In August, the then presidential candidate described the Bureau of Labor Statistics (BLS) unemployment numbers as “phoney”, claiming: “The 5% figure is one of the biggest hoaxes in American modern politics.” In the same speech, Trump suggested alternative data, adding: “The number’s probably 28, 29, as high as 35. In fact, I even heard recently 42%.”

As the story goes on to say, Trump is unlikely to tamper with the estimation of basic economic statistics — they’re too important to government and big business, and it would be a very messy fight.  It’s more likely that lower-level statistics on questions he doesn’t want answered will be lost.   On the other hand, there are a lot of unemployment statistics it’s possible that the government could start advertising a different one.

The number that’s “probably 28, 29, as high as 35. In fact, I even heard recently 42%” exists. It’s reported by the Bureau of Labor Statistics in the same report that gives the 5% number, and estimated from the same basic data.  It’s just that there are a lot of ways to summarise changes and differences in unemployment and the whole world has decided the 5% number is a good one to standardise on.

It’s relatively easy to count the number of people with jobs: either by a survey or by the fact that they (mostly) pay taxes.  What’s harder is to decide who to compare them to.   The simplest choice, dividing by the total population, gives the ’employment:population ratio’.  You still need to decide which total population to use; the standard choice is everyone 16-64 who isn’t in the military, in prison, or in some other sort of institution such as a nursing home.  The employment:population ratio in the US is currently a little under 60% in the US, still down a lot in the Great Recession.  In New Zealand, it’s about 67%.  Subtracting from 100% gives about 40% in the US and about 33% in NZ.

The problem with using the employment:population ratio to measure unemployment is the fact that it counts a lot of people who aren’t even potentially employed. In particular, a lot of the variation between countries and over time in the employment:population ratio comes from women entering the workforce, which isn’t a change in unemployment in the sense that we usually mean.

‘Unemployment’ in the sense we usually care about means that people are trying to get jobs, and can’t.
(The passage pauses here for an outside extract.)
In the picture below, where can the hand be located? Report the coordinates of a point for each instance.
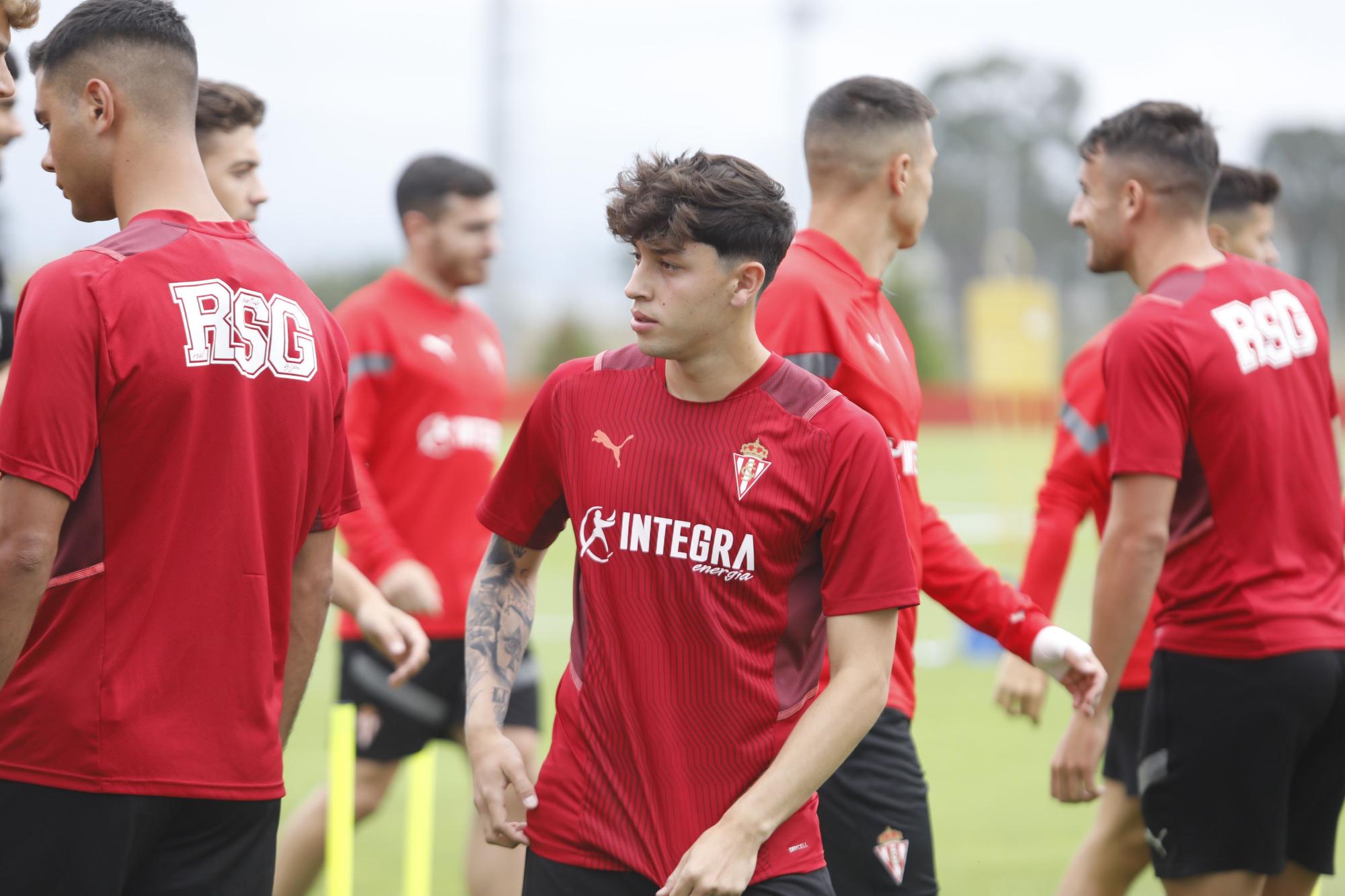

The difficulty here is measuring who is trying to get a job, which has to be done by surveys and has to be approximated with a questionnaire.  The ‘headline’ measure of unemployment is people looking for jobs as a fraction of those who have jobs or are looking — the denominator is called the ‘labour force’.

However, when jobs get hard to find, some people will temporarily stop looking and do something more productive instead.  These aren’t the same as people who currently don’t want a job. So, in addition to the employment:population ratio and the unemployment rate, statistics agencies publish a range of other summaries.  Stats NZ reports ‘underutilised’ people, defined as ‘underemployed’ (wants more work), “unemployed”, “potential available jobseeker” (wants work but not actively looking), and ‘unavailable jobseeker’ (looking, but for a future start, not right now). The US Bureau of Labor Statistics reports ‘marginally attached’ (don’t have a job; were looking recently),  ‘part time for economic reasons’ (basically Stats NZ’s underemployed), and ‘discouraged’ (not looking because they say they don’t think there are jobs).

You can combine these numbers lots of ways, and there are good uses for many of them. But the headline unemployment rate isn’t a hoax, and anyone who wants to understand what it means and how it’s calculated can readily find out.

February 6, 2017

Stat of the Week Competition: February 4 – 10 2017

Each week, we would like to invite readers of Stats Chat to submit nominations for our Stat of the Week competition and be in with the chance to win an iTunes voucher.

Here’s how it works:

  • Anyone may add a comment on this post to nominate their Stat of the Week candidate before midday Friday February 10 2017.
  • Statistics can be bad, exemplary or fascinating.
  • The statistic must be in the NZ media during the period of February 4 – 10 2017 inclusive.
  • Quote the statistic, when and where it was published and tell us why it should be our Stat of the Week.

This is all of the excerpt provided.